Bauman and his family are blue-collar Bostonites, and director David Gordon Green, whose curiously pendulous career has swung between indie dramas (Joe) and goofy stoner comedies (Your Highness), doesn’t shirk from this reality. Every scene with Jeff’s family crackles off the screen, offering the best and worst tropes of a Boston working-class family. They might sometimes seem clichéd, but Green pulls no punches in a warts-and-all approach.
Queen of this brood is Miranda Richardson as Jeff’s mother Patty, a pissed-up matriarch who bellows baritone Massachusettisms through puffs of cigarette smoke and glugs of cheap Chardonnay. If Jeff is a screw-up, Patty is the tree he fell from. Richardson’s larger-than-life turn might not be for everyone, but she’s impossible to ignore, and threatens to steal focus from everyone she shares a screen with.
This includes Tatiana Maslany, as Jeff’s on-off girlfriend Erin.

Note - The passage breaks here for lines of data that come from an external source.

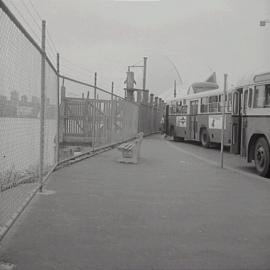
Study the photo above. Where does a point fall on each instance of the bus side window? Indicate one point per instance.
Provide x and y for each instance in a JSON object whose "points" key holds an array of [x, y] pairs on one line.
{"points": [[267, 95], [235, 103], [204, 105], [259, 96], [250, 97], [245, 101], [229, 102]]}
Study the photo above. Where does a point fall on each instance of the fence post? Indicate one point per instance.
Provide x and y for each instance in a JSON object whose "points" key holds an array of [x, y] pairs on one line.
{"points": [[42, 105], [58, 109], [111, 122], [94, 112]]}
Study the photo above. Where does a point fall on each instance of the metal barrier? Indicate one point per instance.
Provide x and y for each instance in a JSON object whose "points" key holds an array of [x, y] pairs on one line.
{"points": [[95, 119]]}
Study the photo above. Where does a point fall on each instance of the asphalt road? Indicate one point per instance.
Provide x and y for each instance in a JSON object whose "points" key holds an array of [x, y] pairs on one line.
{"points": [[176, 209]]}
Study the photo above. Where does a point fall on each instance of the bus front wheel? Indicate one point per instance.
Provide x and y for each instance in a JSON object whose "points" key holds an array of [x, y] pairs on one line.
{"points": [[262, 157], [205, 138]]}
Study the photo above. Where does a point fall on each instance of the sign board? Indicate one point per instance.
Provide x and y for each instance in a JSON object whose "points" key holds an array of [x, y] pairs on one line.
{"points": [[215, 122], [181, 121]]}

Her performance is impressive, and equally as vulnerable as Gyllenhaal’s — but despite Stronger being
sold as a romance, her character occasionally feels like a motivational tool for Jeff to work towards. (Plus, the redemptive-power-of-love theme rings a little hollow when you learn that the real couple separated shortly after filming concluded.)
Things do veer into predictability in the final act as Jeff cleans up his act and begins to embrace the hero mantle with which he’s
been bestowed. At this point, what started as a sensitive study on trauma and its aftershocks devolves into a conventional Inspirational Prestige Drama, and it’s less interesting because of it. There’s still a definitive movie to be made around the Boston bombings — although Stronger does come close.